EURO WATCH: The European Central on Thursday extended its bond-buying economic stimulus program, known as "quantitative easing," as investors expected. It will spend about $579 billion through the end of 2017. But starting in March it will begin spending less on bonds. The move is seen as a hedge against political uncertainties such as Italy's recent referendum and elections next year in France, Germany and the Netherlands. China's slowdown, U.S. rate hikes and the impact of President-elect Donald Trump on growth and global trade also loom large.
ANALYST'S TAKE: "The ECB's policy change looks like a typical compromise where the hawks have been prepared to concede an extension of the minimum time frame for QE in return for a taper. The bottom line for markets is that QE will continue at a substantial rate for another 12 months with the possibility of being increased if conditions deteriorate," CMC's chief market strategist, Ric Spooner, said in a commentary.
SOUTH KOREAN SUSPENSE: South Korean lawmakers were voting on whether to impeach Park over an explosive corruption scandal that led millions of demonstrators to take to the streets demanding she step down. The prime minister would assume leadership if the impeachment vote passes, pending a court ruling on whether she must go for good. Park has denied allegations she colluded with a confidante who extorted companies and manipulated state affairs.
CHINA FACTOR: Reports that China has slashed the amount of cash that can be withdrawn from Union Pay-linked ATMs in the gambling enclave of Macau cast a shadow over Hong Kong's bourse. Beijing has been cracking down on corruption and is concerned over outflows of capital as the Chinese currency weakens against the dollar.
U.S. RATE HIKES: The Fed is expected to raise its key interest rate by 0.25 percent at its policy-setting meeting next week, a year after its last rate hike. Investors are watching for clues about whether the Fed will stick to "gradual rate hikes" and how significant fiscal stimulus will be under Donald Trump. U.S. data remains solid, with non-manufacturing business conditions index rising, job openings and hiring remaining strong and jobless claims low.
WALL STREET: U.S. markets again set all-time highs on Thursday. The Dow Jones industrial average climbed 0.3 percent to 19,614.81. The Standard & Poor's 500 index picked up 0.2 percent to 2,246.19. The Nasdaq composite had lagged behind the other major indexes over the last two weeks, but it rebounded to rise 0.4 percent, to 5,417.36. The Russell 2000 index of small-company stocks jumped 1.6 percent, to 1,386.37.

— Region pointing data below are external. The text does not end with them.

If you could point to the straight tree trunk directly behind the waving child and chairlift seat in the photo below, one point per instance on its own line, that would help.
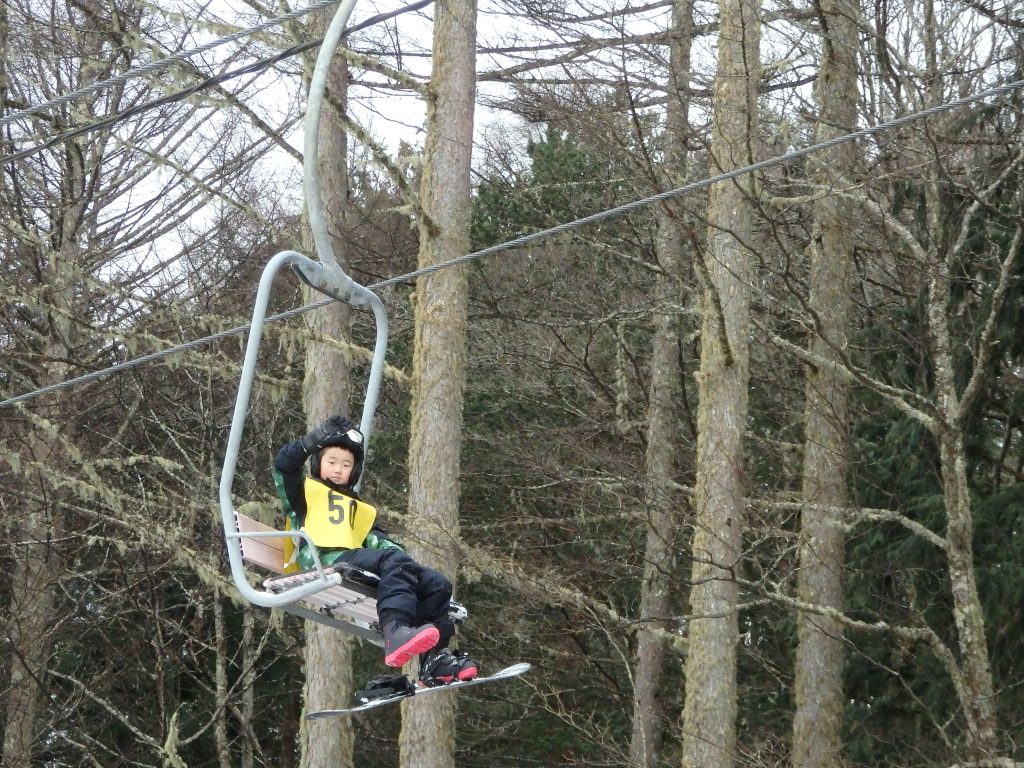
(327, 393)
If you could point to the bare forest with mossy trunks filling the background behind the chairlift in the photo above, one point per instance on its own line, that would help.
(741, 474)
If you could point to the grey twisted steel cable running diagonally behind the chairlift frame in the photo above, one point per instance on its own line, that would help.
(889, 125)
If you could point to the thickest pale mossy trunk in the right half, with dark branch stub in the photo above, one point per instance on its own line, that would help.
(710, 710)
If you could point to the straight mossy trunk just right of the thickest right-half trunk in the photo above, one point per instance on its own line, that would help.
(819, 675)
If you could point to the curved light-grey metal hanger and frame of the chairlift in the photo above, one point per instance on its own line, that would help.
(328, 278)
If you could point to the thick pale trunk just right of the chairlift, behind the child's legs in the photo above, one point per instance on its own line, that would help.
(440, 355)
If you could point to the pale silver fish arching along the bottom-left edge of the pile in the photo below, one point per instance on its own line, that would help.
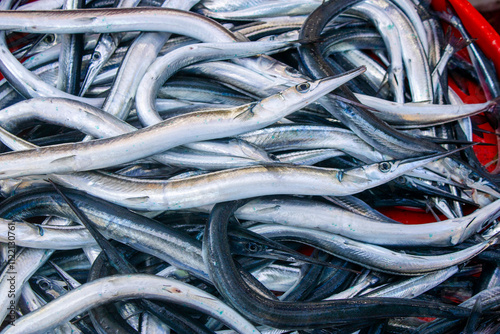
(118, 287)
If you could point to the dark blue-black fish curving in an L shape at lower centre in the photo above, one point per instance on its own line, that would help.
(291, 315)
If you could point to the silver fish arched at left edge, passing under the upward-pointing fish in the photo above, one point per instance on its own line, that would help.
(92, 121)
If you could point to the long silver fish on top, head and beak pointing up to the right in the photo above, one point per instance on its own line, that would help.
(170, 133)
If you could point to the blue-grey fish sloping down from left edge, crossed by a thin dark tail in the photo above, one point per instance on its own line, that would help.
(118, 223)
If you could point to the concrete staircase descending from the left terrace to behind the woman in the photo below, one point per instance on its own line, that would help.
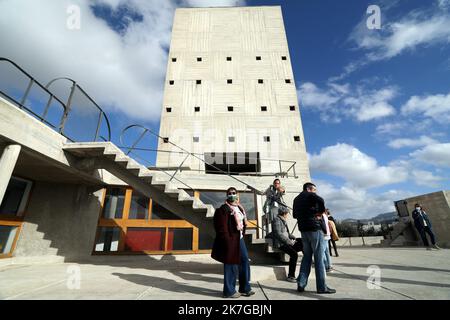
(155, 185)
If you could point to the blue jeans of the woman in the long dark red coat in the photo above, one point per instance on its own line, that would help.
(232, 271)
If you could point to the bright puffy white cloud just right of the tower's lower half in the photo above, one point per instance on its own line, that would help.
(356, 167)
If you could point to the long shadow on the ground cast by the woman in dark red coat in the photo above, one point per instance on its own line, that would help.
(168, 285)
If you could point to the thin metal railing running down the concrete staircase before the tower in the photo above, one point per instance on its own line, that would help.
(133, 147)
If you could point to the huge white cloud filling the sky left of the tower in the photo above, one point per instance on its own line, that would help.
(122, 71)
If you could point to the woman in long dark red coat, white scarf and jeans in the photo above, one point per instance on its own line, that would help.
(229, 247)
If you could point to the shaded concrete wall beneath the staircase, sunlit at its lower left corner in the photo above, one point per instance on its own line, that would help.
(61, 219)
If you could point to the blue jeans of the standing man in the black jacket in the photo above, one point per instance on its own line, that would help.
(313, 244)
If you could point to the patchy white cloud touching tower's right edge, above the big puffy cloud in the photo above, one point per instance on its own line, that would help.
(343, 100)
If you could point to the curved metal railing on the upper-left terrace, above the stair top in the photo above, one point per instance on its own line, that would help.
(78, 119)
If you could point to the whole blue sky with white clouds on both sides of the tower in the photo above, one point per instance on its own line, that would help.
(375, 104)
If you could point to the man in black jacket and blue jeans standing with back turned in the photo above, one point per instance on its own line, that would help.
(308, 209)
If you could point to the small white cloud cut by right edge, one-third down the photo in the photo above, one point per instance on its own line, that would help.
(436, 107)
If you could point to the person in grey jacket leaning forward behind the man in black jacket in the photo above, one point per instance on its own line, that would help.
(286, 241)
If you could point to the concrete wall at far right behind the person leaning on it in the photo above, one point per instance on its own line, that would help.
(437, 206)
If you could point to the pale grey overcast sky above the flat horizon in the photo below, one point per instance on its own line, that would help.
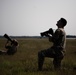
(30, 17)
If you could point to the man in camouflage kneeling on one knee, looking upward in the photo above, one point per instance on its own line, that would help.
(57, 51)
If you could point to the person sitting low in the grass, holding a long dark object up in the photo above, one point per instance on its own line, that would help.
(11, 48)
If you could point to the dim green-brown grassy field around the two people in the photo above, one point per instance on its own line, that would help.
(24, 62)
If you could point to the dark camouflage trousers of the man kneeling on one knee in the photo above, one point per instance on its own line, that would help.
(54, 53)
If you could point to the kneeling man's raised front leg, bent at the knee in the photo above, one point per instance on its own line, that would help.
(42, 54)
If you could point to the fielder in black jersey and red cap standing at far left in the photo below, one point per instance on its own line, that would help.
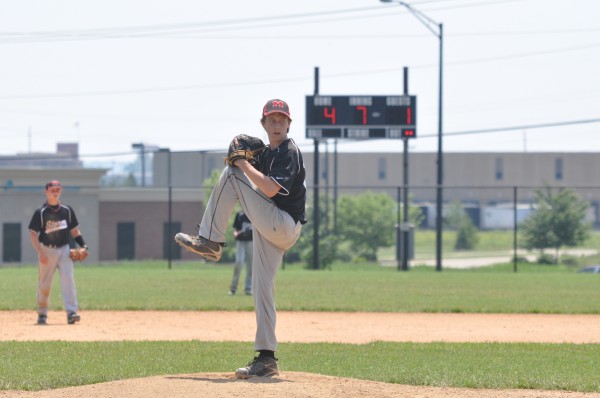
(49, 232)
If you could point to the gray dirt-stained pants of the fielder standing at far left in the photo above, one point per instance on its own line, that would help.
(57, 258)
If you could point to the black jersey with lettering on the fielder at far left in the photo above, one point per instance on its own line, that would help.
(54, 224)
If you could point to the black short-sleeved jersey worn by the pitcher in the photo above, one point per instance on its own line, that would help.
(285, 166)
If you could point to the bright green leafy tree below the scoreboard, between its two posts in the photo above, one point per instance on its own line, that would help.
(368, 221)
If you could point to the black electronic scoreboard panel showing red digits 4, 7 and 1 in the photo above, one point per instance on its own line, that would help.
(361, 116)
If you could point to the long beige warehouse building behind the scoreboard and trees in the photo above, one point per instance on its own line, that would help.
(477, 180)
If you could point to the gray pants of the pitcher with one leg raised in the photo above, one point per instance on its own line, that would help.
(274, 232)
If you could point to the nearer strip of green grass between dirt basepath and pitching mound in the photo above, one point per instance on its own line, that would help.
(494, 365)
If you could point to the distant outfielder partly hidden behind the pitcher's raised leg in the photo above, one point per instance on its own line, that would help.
(242, 232)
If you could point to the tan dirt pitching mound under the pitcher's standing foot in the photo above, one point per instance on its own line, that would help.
(288, 384)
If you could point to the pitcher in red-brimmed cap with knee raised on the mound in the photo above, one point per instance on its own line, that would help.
(272, 193)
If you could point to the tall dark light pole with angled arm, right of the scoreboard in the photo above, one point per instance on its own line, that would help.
(439, 33)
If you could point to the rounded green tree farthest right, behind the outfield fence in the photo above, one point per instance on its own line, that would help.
(558, 220)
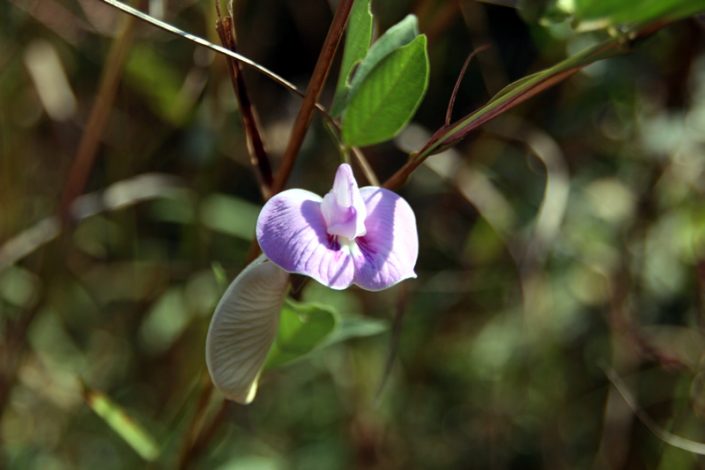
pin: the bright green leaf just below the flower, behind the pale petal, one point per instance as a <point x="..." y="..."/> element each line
<point x="302" y="328"/>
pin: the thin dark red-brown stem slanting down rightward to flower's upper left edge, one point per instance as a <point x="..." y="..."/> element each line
<point x="255" y="144"/>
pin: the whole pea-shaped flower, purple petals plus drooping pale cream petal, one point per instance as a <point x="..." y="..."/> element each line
<point x="365" y="236"/>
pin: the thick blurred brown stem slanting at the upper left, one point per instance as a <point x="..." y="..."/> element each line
<point x="88" y="147"/>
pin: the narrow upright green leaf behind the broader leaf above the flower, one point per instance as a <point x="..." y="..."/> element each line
<point x="357" y="43"/>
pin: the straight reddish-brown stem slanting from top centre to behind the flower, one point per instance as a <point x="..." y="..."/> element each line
<point x="320" y="72"/>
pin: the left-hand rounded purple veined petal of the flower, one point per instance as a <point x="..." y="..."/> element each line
<point x="292" y="233"/>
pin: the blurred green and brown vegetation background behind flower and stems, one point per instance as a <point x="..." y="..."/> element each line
<point x="562" y="241"/>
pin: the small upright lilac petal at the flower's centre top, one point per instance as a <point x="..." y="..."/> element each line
<point x="343" y="209"/>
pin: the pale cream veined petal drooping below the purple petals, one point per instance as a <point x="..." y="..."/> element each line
<point x="243" y="329"/>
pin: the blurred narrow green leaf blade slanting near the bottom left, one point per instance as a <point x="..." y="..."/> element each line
<point x="126" y="427"/>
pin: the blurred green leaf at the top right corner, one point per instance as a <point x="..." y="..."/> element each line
<point x="598" y="14"/>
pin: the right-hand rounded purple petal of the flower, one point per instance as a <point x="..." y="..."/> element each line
<point x="387" y="254"/>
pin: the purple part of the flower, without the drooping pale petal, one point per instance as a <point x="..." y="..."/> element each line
<point x="364" y="236"/>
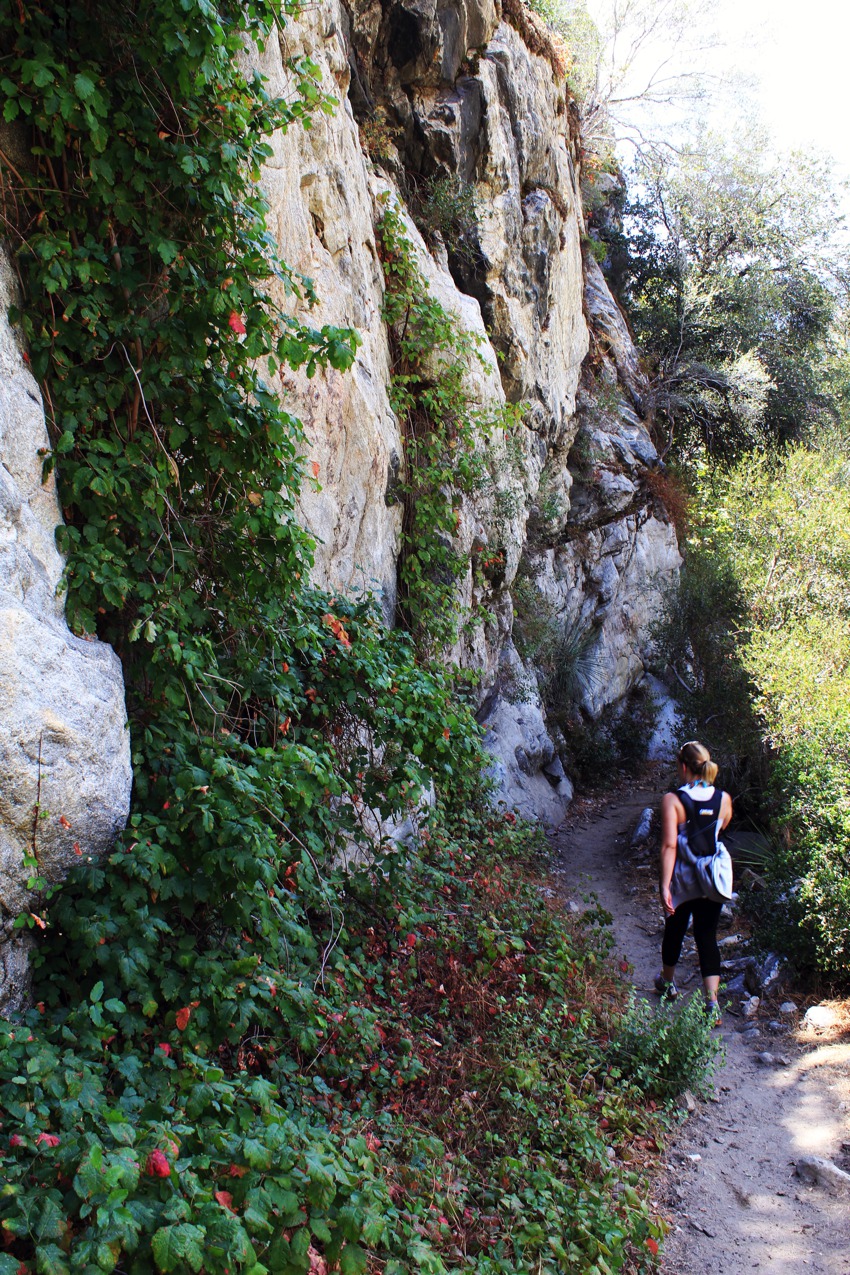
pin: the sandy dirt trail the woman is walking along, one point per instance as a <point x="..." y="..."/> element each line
<point x="730" y="1191"/>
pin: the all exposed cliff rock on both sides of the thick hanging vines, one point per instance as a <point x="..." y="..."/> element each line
<point x="467" y="99"/>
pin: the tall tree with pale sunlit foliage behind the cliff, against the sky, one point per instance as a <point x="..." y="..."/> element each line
<point x="731" y="266"/>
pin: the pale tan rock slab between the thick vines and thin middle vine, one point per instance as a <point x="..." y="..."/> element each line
<point x="323" y="217"/>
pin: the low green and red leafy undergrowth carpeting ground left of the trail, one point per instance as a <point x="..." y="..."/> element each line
<point x="435" y="1079"/>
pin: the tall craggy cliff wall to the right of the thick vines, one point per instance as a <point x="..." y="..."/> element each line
<point x="447" y="91"/>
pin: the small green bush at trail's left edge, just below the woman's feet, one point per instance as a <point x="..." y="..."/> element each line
<point x="668" y="1049"/>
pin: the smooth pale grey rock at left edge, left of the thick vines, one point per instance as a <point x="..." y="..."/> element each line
<point x="64" y="744"/>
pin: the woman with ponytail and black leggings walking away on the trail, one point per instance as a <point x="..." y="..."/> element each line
<point x="699" y="813"/>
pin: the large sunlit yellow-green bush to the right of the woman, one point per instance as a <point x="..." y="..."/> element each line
<point x="765" y="614"/>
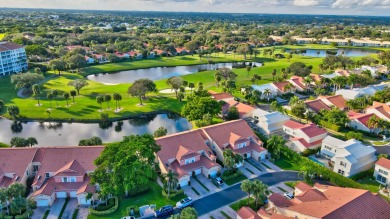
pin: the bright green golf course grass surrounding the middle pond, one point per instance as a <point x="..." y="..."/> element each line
<point x="86" y="109"/>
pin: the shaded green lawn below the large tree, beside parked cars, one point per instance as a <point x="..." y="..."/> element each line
<point x="154" y="196"/>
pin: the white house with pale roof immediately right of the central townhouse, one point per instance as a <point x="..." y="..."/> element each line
<point x="269" y="122"/>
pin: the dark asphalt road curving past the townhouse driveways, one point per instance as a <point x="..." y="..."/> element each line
<point x="232" y="194"/>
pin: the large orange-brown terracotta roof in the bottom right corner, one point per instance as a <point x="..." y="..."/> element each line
<point x="336" y="202"/>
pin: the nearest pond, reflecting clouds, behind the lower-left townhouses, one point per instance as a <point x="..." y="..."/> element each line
<point x="69" y="134"/>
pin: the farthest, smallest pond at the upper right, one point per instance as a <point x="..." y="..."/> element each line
<point x="345" y="52"/>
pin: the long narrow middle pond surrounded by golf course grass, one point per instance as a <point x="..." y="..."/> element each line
<point x="156" y="73"/>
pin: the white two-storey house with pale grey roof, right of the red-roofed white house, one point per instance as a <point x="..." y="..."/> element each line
<point x="348" y="157"/>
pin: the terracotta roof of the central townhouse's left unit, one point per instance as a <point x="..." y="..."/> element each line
<point x="176" y="145"/>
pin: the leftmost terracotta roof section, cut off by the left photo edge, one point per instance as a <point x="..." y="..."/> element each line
<point x="14" y="161"/>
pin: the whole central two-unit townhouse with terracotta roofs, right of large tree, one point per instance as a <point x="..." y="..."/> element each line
<point x="195" y="152"/>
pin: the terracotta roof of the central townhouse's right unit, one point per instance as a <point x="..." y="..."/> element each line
<point x="220" y="133"/>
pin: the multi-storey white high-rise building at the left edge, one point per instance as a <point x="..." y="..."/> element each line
<point x="12" y="58"/>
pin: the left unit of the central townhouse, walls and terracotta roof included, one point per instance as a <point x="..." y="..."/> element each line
<point x="187" y="154"/>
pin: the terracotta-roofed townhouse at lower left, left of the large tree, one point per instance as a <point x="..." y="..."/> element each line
<point x="57" y="172"/>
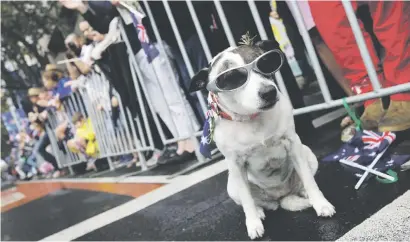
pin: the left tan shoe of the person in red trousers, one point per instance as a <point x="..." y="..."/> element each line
<point x="372" y="115"/>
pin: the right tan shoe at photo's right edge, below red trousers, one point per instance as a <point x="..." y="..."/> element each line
<point x="397" y="117"/>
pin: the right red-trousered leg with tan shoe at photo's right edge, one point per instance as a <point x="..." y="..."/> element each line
<point x="391" y="23"/>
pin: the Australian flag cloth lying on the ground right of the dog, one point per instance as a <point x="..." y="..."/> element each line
<point x="363" y="149"/>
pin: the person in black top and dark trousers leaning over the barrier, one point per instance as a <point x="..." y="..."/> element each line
<point x="114" y="60"/>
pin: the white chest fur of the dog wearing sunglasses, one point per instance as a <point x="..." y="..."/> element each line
<point x="260" y="145"/>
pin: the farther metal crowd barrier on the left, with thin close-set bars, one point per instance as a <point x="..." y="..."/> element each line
<point x="93" y="101"/>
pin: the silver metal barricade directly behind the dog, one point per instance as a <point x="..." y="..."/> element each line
<point x="328" y="102"/>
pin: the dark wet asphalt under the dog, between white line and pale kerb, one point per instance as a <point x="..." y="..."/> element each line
<point x="205" y="212"/>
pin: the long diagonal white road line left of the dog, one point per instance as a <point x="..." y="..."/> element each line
<point x="178" y="184"/>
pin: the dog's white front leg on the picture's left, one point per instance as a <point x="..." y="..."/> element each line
<point x="253" y="214"/>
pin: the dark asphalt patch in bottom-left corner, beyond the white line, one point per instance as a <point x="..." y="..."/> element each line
<point x="54" y="212"/>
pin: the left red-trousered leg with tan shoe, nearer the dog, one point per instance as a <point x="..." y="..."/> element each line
<point x="334" y="27"/>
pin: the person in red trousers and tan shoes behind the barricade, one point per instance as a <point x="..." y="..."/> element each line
<point x="391" y="24"/>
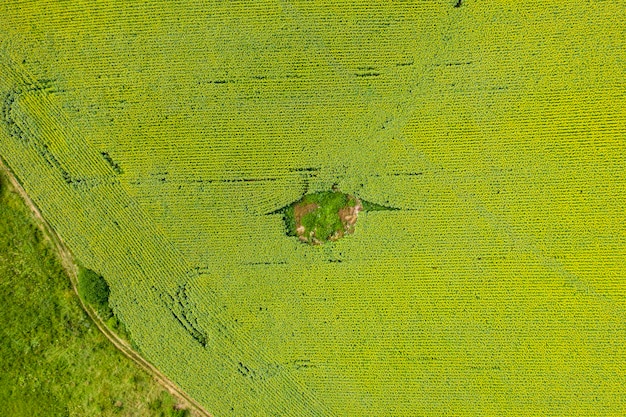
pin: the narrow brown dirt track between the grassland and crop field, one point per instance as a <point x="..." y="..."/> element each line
<point x="67" y="260"/>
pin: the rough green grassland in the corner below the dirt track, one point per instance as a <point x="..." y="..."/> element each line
<point x="53" y="359"/>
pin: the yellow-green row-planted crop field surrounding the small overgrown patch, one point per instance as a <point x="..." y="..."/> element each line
<point x="159" y="139"/>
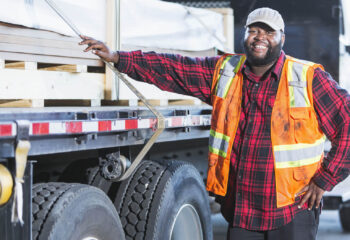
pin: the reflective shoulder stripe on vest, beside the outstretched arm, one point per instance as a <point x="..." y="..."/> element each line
<point x="228" y="70"/>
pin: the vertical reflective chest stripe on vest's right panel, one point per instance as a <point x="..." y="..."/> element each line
<point x="298" y="96"/>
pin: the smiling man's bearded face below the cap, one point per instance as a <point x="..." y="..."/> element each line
<point x="262" y="44"/>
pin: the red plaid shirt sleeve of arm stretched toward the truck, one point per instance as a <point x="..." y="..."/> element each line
<point x="169" y="72"/>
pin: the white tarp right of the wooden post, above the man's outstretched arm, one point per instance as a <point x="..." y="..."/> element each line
<point x="153" y="23"/>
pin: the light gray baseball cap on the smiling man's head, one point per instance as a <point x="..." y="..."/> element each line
<point x="268" y="16"/>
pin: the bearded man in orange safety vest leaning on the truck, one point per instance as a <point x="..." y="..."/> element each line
<point x="271" y="113"/>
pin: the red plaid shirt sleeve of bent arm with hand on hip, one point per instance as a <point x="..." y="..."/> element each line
<point x="332" y="105"/>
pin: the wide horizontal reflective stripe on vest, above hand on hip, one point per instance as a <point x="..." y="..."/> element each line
<point x="298" y="155"/>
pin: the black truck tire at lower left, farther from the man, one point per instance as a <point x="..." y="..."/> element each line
<point x="73" y="212"/>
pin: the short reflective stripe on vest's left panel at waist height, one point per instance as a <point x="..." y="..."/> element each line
<point x="218" y="143"/>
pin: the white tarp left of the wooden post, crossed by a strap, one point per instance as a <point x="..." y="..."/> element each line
<point x="87" y="15"/>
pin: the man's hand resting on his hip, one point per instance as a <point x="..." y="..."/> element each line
<point x="313" y="194"/>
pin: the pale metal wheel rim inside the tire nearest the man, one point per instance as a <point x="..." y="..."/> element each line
<point x="187" y="224"/>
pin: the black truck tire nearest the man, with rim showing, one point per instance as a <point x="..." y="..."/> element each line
<point x="164" y="202"/>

OIL: Benchmark U.S. crude oil rose 33 cents to $51.17 per barrel in electronic trading on the New York Mercantile Exchange. The contract gained $1.07, or 2.1 percent, to close at $50.84 a barrel in the previous session. Brent crude, the international standard, gained 19 cents to $54.08 a barrel in London. It rose 89 cents to $53.89 a barrel on Thursday.
CURRENCIES: The dollar rose to 114.42 yen from 114.20 yen. The euro was flat at $1.0603.